Business

Dr. Paul M. Ellwood Jr., Architect of the H.M.O., Is Dead at 95

In the 1960s, while working for the American Rehabilitation Foundation, Dr. Elwood formed a health policy research group called Interstudy. The group sought ways to apply business management techniques to improve health care and reduce costs. It became the UnitedHealth Group a few years later and founded the HMO, which is now one of the largest health companies in the country.

In the early 1970s, Dr. Elwood, who gave up his medical career, moved to Wyoming, entered real estate and founded the Jackson Hole Group. He talks about new medical strategies.

The group has produced a number of reports, most notably Bill Clinton’s 1992 presidential election, which promises to reform the health care system for millions of runaway costs and uninsured people. Was used when After Mr. Clinton’s election, Dr. Elwood, economist Alan C. Entven and others devised a blueprint for the administration’s “controlled competition” health reform proposal.

It would have united businesses and individuals into co-operatives, buying insurance from partnerships of doctors, hospitals and insurance companies competing for businesses, covering almost all uninsured Americans. The plan led by Hillary Clinton failed in 1994, but by then Dr. Elwood and his colleagues had distanced themselves from the plan over the level of regulation it would impose.

Dr.
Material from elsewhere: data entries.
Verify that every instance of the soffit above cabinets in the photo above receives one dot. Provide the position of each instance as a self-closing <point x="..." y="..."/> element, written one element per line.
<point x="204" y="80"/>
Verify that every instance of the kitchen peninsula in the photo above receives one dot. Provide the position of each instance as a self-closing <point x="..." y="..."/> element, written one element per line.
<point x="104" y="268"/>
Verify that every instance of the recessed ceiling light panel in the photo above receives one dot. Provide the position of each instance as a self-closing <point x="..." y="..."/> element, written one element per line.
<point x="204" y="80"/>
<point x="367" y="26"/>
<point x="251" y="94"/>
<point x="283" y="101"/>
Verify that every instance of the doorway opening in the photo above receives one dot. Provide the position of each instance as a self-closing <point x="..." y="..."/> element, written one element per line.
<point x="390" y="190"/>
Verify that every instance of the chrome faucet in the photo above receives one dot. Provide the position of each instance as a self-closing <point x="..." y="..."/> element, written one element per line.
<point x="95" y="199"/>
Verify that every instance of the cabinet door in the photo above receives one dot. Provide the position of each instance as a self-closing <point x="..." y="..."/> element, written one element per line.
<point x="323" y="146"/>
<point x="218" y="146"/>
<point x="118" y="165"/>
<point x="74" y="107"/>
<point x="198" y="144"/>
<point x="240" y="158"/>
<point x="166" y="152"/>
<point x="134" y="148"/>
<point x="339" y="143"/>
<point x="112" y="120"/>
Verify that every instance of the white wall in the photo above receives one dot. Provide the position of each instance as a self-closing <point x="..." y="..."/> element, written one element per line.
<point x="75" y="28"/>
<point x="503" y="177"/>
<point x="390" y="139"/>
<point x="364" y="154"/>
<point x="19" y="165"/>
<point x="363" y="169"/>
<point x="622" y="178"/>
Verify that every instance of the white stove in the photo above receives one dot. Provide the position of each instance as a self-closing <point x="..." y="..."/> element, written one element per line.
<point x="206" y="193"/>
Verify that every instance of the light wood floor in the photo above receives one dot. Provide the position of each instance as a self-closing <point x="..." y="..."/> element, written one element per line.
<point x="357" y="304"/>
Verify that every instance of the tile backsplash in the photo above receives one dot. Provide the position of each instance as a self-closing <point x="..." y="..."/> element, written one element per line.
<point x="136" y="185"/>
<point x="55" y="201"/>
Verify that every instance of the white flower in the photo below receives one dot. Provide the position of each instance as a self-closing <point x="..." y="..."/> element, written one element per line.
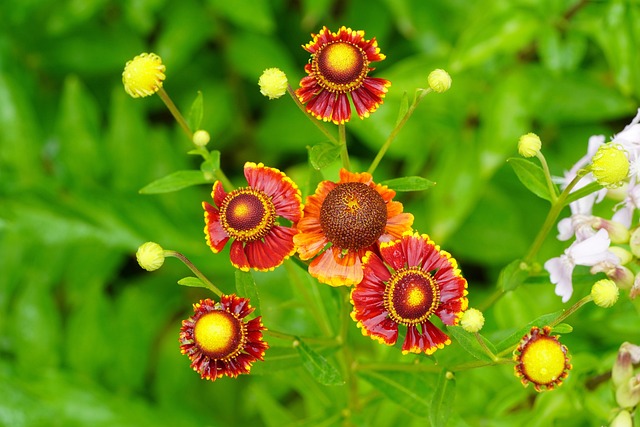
<point x="589" y="252"/>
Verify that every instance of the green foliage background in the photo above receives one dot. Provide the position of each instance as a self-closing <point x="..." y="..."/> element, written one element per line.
<point x="89" y="339"/>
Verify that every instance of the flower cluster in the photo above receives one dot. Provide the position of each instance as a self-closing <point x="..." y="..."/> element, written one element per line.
<point x="602" y="243"/>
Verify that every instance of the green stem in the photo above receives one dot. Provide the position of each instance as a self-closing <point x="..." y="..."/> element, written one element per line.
<point x="392" y="136"/>
<point x="175" y="112"/>
<point x="213" y="288"/>
<point x="315" y="121"/>
<point x="547" y="175"/>
<point x="553" y="214"/>
<point x="342" y="141"/>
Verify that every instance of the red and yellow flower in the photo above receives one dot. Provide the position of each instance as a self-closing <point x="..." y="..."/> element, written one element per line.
<point x="411" y="281"/>
<point x="339" y="69"/>
<point x="219" y="341"/>
<point x="541" y="359"/>
<point x="249" y="217"/>
<point x="342" y="221"/>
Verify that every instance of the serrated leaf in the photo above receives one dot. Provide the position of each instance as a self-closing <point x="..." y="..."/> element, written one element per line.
<point x="408" y="390"/>
<point x="442" y="399"/>
<point x="323" y="154"/>
<point x="196" y="113"/>
<point x="532" y="176"/>
<point x="246" y="287"/>
<point x="318" y="366"/>
<point x="470" y="344"/>
<point x="513" y="275"/>
<point x="409" y="183"/>
<point x="515" y="337"/>
<point x="175" y="181"/>
<point x="192" y="282"/>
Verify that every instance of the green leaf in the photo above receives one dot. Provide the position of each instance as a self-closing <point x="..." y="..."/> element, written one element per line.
<point x="532" y="176"/>
<point x="318" y="366"/>
<point x="175" y="181"/>
<point x="409" y="183"/>
<point x="592" y="187"/>
<point x="246" y="287"/>
<point x="408" y="390"/>
<point x="442" y="399"/>
<point x="192" y="282"/>
<point x="513" y="275"/>
<point x="515" y="337"/>
<point x="404" y="107"/>
<point x="196" y="112"/>
<point x="323" y="154"/>
<point x="470" y="344"/>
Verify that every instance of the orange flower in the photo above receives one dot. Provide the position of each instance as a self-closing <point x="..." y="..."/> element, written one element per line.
<point x="342" y="221"/>
<point x="339" y="66"/>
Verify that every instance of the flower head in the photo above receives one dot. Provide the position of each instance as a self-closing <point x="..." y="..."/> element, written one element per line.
<point x="339" y="66"/>
<point x="150" y="256"/>
<point x="439" y="80"/>
<point x="143" y="75"/>
<point x="472" y="320"/>
<point x="273" y="83"/>
<point x="219" y="341"/>
<point x="541" y="360"/>
<point x="411" y="281"/>
<point x="249" y="217"/>
<point x="604" y="293"/>
<point x="529" y="145"/>
<point x="610" y="165"/>
<point x="342" y="221"/>
<point x="588" y="252"/>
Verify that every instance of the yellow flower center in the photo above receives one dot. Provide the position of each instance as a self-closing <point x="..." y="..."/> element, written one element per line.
<point x="340" y="66"/>
<point x="219" y="335"/>
<point x="543" y="360"/>
<point x="411" y="296"/>
<point x="353" y="216"/>
<point x="247" y="214"/>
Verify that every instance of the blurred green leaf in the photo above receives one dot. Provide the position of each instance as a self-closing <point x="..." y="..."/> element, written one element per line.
<point x="410" y="391"/>
<point x="175" y="181"/>
<point x="246" y="288"/>
<point x="513" y="275"/>
<point x="196" y="113"/>
<point x="532" y="176"/>
<point x="470" y="344"/>
<point x="409" y="183"/>
<point x="443" y="396"/>
<point x="318" y="366"/>
<point x="323" y="154"/>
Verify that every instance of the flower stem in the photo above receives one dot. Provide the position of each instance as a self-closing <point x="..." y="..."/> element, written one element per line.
<point x="342" y="141"/>
<point x="315" y="121"/>
<point x="175" y="112"/>
<point x="213" y="288"/>
<point x="421" y="93"/>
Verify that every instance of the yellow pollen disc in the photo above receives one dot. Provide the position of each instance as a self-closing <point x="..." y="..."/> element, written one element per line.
<point x="543" y="360"/>
<point x="217" y="333"/>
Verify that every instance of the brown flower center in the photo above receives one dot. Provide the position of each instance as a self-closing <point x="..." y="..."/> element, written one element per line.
<point x="340" y="66"/>
<point x="219" y="335"/>
<point x="247" y="214"/>
<point x="353" y="216"/>
<point x="411" y="296"/>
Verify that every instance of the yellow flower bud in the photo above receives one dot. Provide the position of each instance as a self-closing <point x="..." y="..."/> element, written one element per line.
<point x="604" y="293"/>
<point x="529" y="145"/>
<point x="273" y="83"/>
<point x="143" y="75"/>
<point x="472" y="320"/>
<point x="610" y="165"/>
<point x="439" y="80"/>
<point x="201" y="138"/>
<point x="150" y="256"/>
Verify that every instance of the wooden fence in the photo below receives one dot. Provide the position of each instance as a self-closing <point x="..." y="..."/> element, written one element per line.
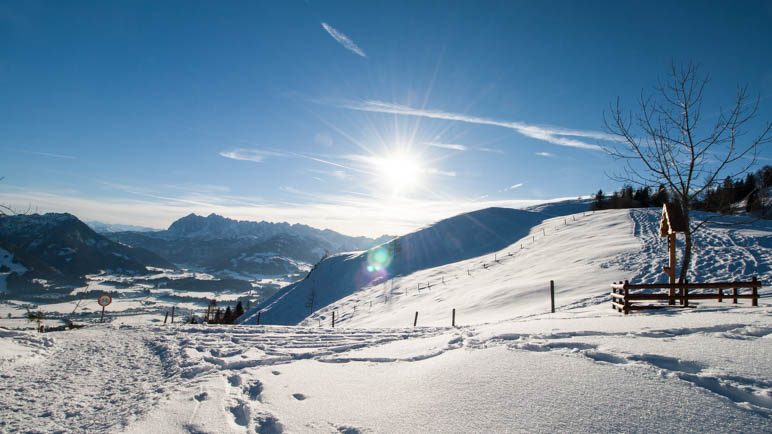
<point x="622" y="299"/>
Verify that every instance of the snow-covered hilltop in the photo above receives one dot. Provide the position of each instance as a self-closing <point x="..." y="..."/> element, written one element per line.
<point x="508" y="365"/>
<point x="513" y="255"/>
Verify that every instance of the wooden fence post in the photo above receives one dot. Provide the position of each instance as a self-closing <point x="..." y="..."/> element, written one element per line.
<point x="552" y="295"/>
<point x="626" y="303"/>
<point x="685" y="292"/>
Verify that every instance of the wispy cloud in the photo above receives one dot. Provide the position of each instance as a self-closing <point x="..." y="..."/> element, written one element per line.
<point x="550" y="134"/>
<point x="347" y="213"/>
<point x="495" y="151"/>
<point x="449" y="146"/>
<point x="343" y="40"/>
<point x="44" y="154"/>
<point x="254" y="155"/>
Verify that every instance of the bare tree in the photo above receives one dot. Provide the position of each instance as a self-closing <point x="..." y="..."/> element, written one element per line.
<point x="667" y="141"/>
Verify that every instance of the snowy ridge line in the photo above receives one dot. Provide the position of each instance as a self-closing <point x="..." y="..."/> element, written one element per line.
<point x="386" y="291"/>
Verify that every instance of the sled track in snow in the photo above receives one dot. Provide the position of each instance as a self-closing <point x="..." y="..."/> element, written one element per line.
<point x="91" y="382"/>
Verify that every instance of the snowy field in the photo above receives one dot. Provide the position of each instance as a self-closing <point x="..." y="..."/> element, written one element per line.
<point x="508" y="366"/>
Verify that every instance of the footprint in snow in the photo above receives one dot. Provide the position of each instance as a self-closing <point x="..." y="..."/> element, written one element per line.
<point x="344" y="429"/>
<point x="240" y="411"/>
<point x="235" y="380"/>
<point x="267" y="424"/>
<point x="253" y="390"/>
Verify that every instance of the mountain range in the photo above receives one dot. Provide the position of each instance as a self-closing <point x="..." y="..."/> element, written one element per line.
<point x="219" y="244"/>
<point x="56" y="251"/>
<point x="52" y="253"/>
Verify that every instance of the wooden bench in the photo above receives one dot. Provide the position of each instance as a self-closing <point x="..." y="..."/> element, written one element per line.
<point x="622" y="299"/>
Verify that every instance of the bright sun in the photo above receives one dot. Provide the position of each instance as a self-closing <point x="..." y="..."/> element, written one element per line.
<point x="401" y="171"/>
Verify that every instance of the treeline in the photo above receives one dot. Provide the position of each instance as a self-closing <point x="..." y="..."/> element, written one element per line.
<point x="627" y="197"/>
<point x="216" y="315"/>
<point x="746" y="194"/>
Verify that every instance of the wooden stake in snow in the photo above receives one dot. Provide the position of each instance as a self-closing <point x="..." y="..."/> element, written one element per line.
<point x="103" y="301"/>
<point x="552" y="295"/>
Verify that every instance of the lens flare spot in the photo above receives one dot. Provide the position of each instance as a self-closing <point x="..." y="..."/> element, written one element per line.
<point x="378" y="259"/>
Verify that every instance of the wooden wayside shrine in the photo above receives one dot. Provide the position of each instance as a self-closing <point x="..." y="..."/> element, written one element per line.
<point x="672" y="223"/>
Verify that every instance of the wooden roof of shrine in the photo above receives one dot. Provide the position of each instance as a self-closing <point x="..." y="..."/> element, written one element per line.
<point x="673" y="220"/>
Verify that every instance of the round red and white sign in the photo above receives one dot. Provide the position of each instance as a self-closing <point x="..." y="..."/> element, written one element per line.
<point x="104" y="300"/>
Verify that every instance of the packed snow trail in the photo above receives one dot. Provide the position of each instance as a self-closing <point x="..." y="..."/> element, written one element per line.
<point x="94" y="380"/>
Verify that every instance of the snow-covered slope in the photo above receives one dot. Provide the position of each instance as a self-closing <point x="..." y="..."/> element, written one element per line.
<point x="508" y="365"/>
<point x="582" y="253"/>
<point x="461" y="237"/>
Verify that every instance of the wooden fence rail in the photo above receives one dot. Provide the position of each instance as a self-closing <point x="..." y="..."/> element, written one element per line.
<point x="622" y="299"/>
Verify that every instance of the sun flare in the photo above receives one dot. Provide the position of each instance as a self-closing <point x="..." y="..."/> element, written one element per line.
<point x="401" y="171"/>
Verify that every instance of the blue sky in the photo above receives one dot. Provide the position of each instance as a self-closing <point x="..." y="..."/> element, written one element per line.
<point x="362" y="117"/>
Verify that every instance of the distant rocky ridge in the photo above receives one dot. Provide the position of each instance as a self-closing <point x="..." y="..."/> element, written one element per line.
<point x="58" y="250"/>
<point x="219" y="244"/>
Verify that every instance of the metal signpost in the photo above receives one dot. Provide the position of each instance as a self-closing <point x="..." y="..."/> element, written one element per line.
<point x="103" y="301"/>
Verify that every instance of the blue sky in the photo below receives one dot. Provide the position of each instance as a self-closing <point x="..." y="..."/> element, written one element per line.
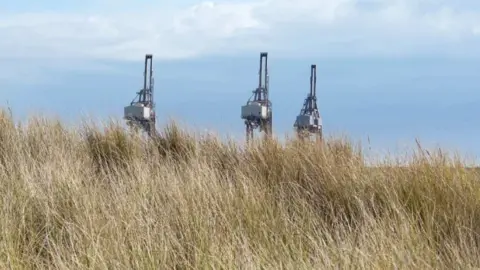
<point x="392" y="70"/>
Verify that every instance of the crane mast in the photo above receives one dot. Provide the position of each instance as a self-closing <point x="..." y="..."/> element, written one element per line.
<point x="309" y="121"/>
<point x="257" y="113"/>
<point x="141" y="111"/>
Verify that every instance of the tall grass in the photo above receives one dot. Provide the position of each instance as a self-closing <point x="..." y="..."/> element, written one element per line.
<point x="95" y="198"/>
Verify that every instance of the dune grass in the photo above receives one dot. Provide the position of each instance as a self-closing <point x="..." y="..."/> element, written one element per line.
<point x="94" y="198"/>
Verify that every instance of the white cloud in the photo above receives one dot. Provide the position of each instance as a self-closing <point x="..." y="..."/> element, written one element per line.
<point x="326" y="27"/>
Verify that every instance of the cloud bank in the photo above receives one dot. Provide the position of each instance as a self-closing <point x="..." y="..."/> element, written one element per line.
<point x="287" y="27"/>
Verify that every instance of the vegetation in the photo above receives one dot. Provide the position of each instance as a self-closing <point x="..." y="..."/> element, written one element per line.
<point x="108" y="199"/>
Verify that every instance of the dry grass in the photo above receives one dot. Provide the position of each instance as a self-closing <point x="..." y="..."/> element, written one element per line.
<point x="92" y="198"/>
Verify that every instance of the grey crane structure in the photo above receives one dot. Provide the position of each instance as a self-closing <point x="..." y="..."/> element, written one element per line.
<point x="257" y="112"/>
<point x="141" y="111"/>
<point x="309" y="122"/>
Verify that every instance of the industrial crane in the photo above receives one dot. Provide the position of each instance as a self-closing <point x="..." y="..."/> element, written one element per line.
<point x="141" y="111"/>
<point x="257" y="113"/>
<point x="309" y="122"/>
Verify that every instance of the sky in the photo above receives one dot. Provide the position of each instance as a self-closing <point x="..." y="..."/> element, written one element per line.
<point x="387" y="70"/>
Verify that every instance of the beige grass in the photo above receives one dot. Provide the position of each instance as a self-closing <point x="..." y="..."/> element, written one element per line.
<point x="95" y="199"/>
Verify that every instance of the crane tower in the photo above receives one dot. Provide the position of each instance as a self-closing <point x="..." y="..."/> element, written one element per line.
<point x="309" y="122"/>
<point x="257" y="113"/>
<point x="141" y="111"/>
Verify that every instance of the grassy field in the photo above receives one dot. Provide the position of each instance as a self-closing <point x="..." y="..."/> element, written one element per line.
<point x="94" y="198"/>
Elwood, who lived in Bellingham in northern Seattle, retired as president of the Jackson Hole Group in 2002. He and his first wife, Elizabeth Ann (Schwenck) Elwood, had three children: Deborah, Cynthia, and David. They divorced in 1990 and Elizabeth Ann later died. In 2000, he married Barbara Winch. In addition to his wife, Dr. Elwood survives with his three children and five grandchildren.

Later, he defended what was called “outcome management.” This is a national database showing how patient treatment actually works. Without such measures, he said, there was no way for healthcare providers and policy makers to know if health care was at risk to reduce costs, and there was no way to evaluate reform proposals. Insisted.